The helter-skelter playing out on U.S. factory floors from labor and supply shortages, transportation bottlenecks and the coronavirus looks likely to persist into the second half of the year.
That’s the message from the heads of lumber producers and makers of air conditioners to homebuilders and apparel manufacturers. Recent corporate earnings calls have been replete with mentions of cascading and inflationary effects that are hampering companies’ ability to meet demand.

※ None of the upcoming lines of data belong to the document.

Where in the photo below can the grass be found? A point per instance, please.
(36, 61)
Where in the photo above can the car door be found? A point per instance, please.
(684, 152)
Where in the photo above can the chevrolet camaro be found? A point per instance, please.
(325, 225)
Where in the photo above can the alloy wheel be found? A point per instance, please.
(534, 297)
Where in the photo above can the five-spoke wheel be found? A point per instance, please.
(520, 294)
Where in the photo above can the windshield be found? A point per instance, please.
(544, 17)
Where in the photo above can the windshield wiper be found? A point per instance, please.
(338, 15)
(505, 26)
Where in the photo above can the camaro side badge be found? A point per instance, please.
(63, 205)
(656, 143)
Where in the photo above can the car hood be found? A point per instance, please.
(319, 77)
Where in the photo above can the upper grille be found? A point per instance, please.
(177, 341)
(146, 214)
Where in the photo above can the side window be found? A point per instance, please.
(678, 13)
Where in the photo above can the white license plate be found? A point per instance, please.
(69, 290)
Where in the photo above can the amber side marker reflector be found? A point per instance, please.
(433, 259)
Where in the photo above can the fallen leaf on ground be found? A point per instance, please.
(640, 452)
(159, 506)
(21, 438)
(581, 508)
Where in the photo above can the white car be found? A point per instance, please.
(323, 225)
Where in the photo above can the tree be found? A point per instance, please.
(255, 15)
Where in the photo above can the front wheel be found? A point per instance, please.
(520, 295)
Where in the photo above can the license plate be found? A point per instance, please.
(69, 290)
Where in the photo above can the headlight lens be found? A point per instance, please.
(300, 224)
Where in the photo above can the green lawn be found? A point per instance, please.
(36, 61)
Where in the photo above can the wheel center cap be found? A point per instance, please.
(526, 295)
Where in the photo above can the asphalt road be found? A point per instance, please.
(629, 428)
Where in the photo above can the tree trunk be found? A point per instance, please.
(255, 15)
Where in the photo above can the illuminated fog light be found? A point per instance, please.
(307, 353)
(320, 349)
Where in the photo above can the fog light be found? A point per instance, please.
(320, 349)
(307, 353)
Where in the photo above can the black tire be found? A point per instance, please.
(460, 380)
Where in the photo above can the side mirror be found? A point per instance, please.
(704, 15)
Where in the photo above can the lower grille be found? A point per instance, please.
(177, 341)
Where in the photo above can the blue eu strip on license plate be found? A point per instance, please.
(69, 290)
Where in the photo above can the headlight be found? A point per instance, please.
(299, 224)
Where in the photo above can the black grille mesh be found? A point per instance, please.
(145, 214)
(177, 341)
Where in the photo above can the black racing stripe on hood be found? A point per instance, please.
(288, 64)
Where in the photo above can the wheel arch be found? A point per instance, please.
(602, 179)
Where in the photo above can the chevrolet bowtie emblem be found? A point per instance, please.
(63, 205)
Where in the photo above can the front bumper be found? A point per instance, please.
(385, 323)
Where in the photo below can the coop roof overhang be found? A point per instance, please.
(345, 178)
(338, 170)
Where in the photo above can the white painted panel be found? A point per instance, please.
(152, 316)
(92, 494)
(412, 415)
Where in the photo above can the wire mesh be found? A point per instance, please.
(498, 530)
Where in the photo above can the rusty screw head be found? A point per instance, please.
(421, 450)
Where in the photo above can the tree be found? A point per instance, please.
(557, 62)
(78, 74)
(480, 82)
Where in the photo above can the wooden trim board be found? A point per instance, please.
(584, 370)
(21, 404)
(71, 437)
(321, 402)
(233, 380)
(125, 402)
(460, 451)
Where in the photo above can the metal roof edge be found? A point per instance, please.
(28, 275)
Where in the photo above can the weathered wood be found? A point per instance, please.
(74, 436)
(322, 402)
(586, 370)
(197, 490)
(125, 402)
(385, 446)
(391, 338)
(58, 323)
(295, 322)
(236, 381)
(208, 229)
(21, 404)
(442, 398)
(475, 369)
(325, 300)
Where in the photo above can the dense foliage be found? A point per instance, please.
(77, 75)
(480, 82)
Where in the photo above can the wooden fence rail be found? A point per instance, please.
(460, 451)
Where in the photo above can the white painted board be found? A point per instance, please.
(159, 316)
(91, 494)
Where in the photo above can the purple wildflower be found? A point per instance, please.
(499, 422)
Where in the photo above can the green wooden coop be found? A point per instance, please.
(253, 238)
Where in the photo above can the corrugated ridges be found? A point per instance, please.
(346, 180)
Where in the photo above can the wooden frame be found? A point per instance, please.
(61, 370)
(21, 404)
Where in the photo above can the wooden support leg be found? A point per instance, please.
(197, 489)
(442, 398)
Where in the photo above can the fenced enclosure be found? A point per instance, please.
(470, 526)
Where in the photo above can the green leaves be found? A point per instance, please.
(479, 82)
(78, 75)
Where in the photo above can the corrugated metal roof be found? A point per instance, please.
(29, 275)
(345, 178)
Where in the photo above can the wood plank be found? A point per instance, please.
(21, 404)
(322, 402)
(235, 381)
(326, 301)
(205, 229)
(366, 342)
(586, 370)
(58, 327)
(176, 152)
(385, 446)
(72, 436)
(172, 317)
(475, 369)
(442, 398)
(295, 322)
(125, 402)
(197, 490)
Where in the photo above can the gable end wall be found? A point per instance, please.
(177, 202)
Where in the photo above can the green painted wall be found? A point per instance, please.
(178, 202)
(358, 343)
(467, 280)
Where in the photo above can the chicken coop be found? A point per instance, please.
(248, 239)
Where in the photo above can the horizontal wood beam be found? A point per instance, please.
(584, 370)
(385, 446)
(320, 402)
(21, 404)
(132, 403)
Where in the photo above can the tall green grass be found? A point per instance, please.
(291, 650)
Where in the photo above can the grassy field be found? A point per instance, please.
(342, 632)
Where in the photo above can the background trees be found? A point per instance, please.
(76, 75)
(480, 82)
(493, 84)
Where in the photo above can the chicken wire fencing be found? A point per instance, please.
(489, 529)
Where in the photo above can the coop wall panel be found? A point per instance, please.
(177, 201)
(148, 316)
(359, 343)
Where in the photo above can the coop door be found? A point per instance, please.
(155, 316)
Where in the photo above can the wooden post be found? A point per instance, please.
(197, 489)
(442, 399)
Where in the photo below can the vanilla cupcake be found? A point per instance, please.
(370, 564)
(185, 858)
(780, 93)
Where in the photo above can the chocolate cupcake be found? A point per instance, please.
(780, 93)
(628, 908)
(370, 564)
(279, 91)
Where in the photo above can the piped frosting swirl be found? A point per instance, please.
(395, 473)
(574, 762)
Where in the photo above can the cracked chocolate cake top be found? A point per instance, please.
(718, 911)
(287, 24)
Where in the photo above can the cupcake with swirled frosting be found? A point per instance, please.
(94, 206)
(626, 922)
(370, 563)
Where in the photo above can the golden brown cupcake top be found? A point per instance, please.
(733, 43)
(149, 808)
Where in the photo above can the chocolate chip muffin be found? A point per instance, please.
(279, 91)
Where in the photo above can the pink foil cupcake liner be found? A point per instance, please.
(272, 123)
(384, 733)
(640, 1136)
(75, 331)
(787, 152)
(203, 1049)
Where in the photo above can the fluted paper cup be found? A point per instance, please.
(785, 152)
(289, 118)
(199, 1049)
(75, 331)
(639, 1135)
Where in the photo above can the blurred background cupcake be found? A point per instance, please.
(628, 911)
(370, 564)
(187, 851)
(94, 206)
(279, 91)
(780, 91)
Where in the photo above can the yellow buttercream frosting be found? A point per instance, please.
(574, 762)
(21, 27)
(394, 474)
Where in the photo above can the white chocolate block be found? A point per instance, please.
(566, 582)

Perhaps the best color was offered up by PPG Industries Inc.’s Michael McGarry. The paint maker’s chief executive officer described a day in the life of a plant manager in the middle of omicron:
“The toughest job in PPG right now is a plant manager. They wake up in the morning, check their phone to see how many people call off sick, then they get to work. They go through the dock area to see how many trucks didn’t get picked up, and then they go to the receiving area and then find out what didn’t come in that was supposed to. And then they move it into the plant and the supply chain people are telling me that they’re going to have to make smaller batches because of lack of raw materials. And then the sales team is telling them, ‘oh, my God, if we don’t get paint out the door, here’s how many customers we’re going to impact.’ So, by the time they get to their desk, before they even have a morning meeting, they’ve had to overcome a number of issues.” —McGarry on PPG’s Jan. 21 earnings call
The lack of sufficient labor, along with job switching and recent omicron-related absences, is wreaking havoc on nearly every U.S. industry. The latest employment report on Friday showed that while the labor force participation rate — the share of Americans that are either working or looking for work — climbed in January, it’s still well below pre-pandemic levels.
The report, which also included the largest monthly increase in hourly pay since the end of 2020, suggested a further tightening in the job market that adds pressure on the Federal Reserve to raise rates. There was a decline in the number of people not in the labor force who wanted to work, as well as fewer people who didn’t look for a job because they were too discouraged.
Earlier in the week, the government reported 10.9 million vacant positions, just shy of a record.
Trane Technologies PLC is also facing the herculean task of balancing resilient demand with lingering supply shortages, shipping uncertainty and elevated delivery times.
“This is a plant manager’s kind of nightmare,” Dave Regnery, CEO of the heating, ventilation and air conditioning systems manufacturer, said on a Jan. 31 earnings call.
The constraints on production are “very, very disruptive,” he said. The company is rescheduling and rebalancing production lines as well as juggling existing inventories. Trane sees the capacity constraints easing in the second half of the year.
The disarray snowballs from industry to industry, including forest products producer Weyerhaeuser Co. and apparel maker VF Corp.
“There’s a real challenge in finding labor and that’s across the system,” Weyerhaeuser CEO Devin Stockfish said on a Jan. 28 earnings call. That includes finding truck drivers, logging contractors and employees to work in the mills. “That makes it challenging to really dramatically ramp up that production.”
Matt Puckett, chief financial officer at VF, said the logistics network is beset by congestion, labor shortages and equipment constraints. The bad news: it’s going to take a long time to untangle.
“We expect these logistics challenges will remain with us, throughout most, if not all of 2022,” Puckett said on a Jan. 28 earnings call for VF, whose brands include Dickies, North Face and Timberland apparel.
For homebuilder Beazer Homes USA Inc., the labor and supply issues, along with the recent omicron disruptions, suggest progress working down backlogs will be slow.
“While it seems likely Covid cases will decline in the months ahead, we’re extremely cautious about predicting improvements in material and labor availability,” CEO Allan Merrill said on Jan. 27. “In fact, with the normal surge and spring construction activity looming, we think it is possible that industry cycle times will extend even further over the next few months.”
He pointed to a particular county with a massive backlog of building permits. Typically it has a staff of 37 to process the applications, but now they’re down to seven processing 12 permits a day. “They used to be able to process 250 a week,” Merrill said.
Those types of choke points will probably take nine to 18 months to loosen up, he said.
Procter & Gamble Co. CFO Andre Schulten summed it up well:
“Inflationary pressures are broad-based with little sign of near-term relief,” he said last month.